The application of the method in origanum marianii basin shows that the method for judging the cause of the abnormal high pressure by utilizing the variation characteristics of the methane carbon isotope has high identification and judgment coincidence rate under the conditions of different depressions and abnormal high pressure of different causes. The method is not influenced by different conditions such as geological background, drilling condition change and the like, and can also timely and accurately identify and judge the drilling abnormal stratum high pressure in the exploration operation of the abnormal high-pressure stratum and the new exploration area well drilling, so that the application effect successfully improves the monitoring precision of the stratum pressure while drilling in the area, and meets the engineering requirements of guaranteeing the drilling safety and protecting an oil-gas reservoir.
As shown in figure 1, the method analyzes the methane carbon isotope and other real-time data in the process of drilling, combines a normal trend line established by using data of a medium-shallow layer or a normal compaction section, and if the parameters such as the drillability of rock, the acoustic wave time difference while drilling, the density while drilling, the resistivity while drilling, the methane carbon isotope and the like normally change along with the trend line, abnormal high pressure is not drilled.

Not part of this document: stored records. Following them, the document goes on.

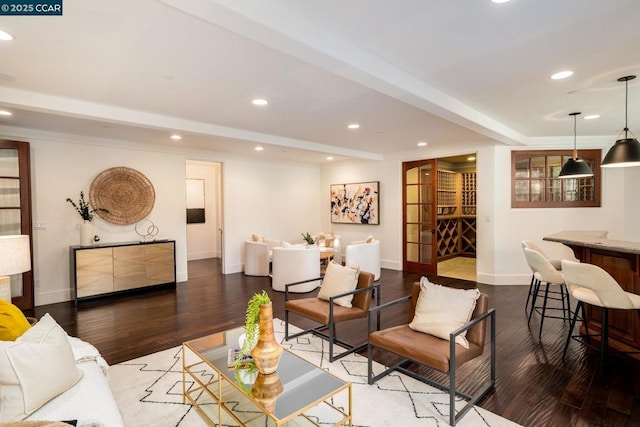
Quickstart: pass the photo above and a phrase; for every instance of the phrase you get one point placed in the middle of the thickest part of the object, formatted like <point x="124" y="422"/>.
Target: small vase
<point x="86" y="233"/>
<point x="266" y="354"/>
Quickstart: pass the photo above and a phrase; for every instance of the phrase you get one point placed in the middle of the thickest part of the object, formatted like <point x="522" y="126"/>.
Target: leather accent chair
<point x="327" y="314"/>
<point x="436" y="353"/>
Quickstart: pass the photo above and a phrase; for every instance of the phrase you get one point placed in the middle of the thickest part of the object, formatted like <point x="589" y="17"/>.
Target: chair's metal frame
<point x="451" y="389"/>
<point x="331" y="326"/>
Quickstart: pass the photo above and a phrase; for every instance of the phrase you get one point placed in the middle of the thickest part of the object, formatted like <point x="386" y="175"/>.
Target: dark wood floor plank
<point x="535" y="386"/>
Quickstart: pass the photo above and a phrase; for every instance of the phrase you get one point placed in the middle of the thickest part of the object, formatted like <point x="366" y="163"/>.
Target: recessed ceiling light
<point x="562" y="75"/>
<point x="5" y="36"/>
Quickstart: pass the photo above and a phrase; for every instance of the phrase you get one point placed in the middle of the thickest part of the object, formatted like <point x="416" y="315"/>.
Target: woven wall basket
<point x="127" y="194"/>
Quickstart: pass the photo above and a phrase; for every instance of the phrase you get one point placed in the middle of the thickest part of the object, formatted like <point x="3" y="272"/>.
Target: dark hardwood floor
<point x="535" y="386"/>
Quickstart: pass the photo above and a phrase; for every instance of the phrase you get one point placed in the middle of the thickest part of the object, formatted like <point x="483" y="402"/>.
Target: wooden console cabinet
<point x="118" y="267"/>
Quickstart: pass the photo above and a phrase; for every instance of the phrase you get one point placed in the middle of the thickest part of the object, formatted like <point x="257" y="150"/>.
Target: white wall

If the parameters deviate from the trend line and change reversely, the drill encounters abnormal high pressure of a loading cause; if the density while drilling and the rock drillability parameters in the parameters are kept unchanged or slightly reduced, and other parameters deviate from the trend line and change reversely, the drill encounters abnormal high pressure of unloading causes; if the methane carbon isotope suddenly and greatly increases, the abnormal high pressure encountered by the drilling is the unloading cause of other sources, and the abnormal high pressure encountered by the drilling is the unloading cause of self/adjacent sources if the methane carbon isotope does not suddenly and greatly increase.

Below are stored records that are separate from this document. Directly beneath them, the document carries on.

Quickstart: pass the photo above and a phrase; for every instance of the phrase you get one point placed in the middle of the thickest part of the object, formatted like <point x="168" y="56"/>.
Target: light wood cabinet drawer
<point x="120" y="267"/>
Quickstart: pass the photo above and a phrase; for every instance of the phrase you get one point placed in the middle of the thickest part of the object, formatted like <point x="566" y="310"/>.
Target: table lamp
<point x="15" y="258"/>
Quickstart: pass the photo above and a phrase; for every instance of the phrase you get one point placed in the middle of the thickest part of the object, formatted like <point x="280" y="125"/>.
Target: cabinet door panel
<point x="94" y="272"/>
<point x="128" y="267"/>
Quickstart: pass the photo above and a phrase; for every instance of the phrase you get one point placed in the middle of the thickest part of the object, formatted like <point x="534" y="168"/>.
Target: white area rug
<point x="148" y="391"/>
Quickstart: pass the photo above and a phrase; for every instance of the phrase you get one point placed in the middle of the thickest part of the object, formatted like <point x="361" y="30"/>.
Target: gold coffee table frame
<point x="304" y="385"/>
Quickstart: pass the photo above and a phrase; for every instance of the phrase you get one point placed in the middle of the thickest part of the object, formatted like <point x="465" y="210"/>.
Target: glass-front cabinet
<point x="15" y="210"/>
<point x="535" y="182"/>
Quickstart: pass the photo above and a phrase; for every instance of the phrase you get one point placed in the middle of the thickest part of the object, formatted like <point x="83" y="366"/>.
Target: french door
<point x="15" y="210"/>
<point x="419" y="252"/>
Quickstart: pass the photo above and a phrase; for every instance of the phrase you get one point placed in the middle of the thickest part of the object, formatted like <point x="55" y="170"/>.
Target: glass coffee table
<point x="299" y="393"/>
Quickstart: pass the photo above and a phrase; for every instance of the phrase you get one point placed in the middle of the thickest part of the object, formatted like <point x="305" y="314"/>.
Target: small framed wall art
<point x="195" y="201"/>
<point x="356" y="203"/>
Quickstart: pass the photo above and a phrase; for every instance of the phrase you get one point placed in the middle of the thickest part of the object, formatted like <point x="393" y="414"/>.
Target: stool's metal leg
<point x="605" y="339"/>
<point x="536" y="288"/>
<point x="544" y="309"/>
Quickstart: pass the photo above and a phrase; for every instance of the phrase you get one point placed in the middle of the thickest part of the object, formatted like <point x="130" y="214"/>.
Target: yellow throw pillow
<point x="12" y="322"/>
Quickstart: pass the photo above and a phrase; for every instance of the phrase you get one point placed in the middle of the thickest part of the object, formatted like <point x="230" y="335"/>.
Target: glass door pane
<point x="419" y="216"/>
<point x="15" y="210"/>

While embodiments of the invention have been described above, it is not limited to the applications set forth in the description and the embodiments, which are fully applicable in various fields of endeavor to which the invention pertains, and further modifications may readily be made by those skilled in the art, it being understood that the invention is not limited to the details shown and described herein without departing from the general concept defined by the appended claims and their equivalents.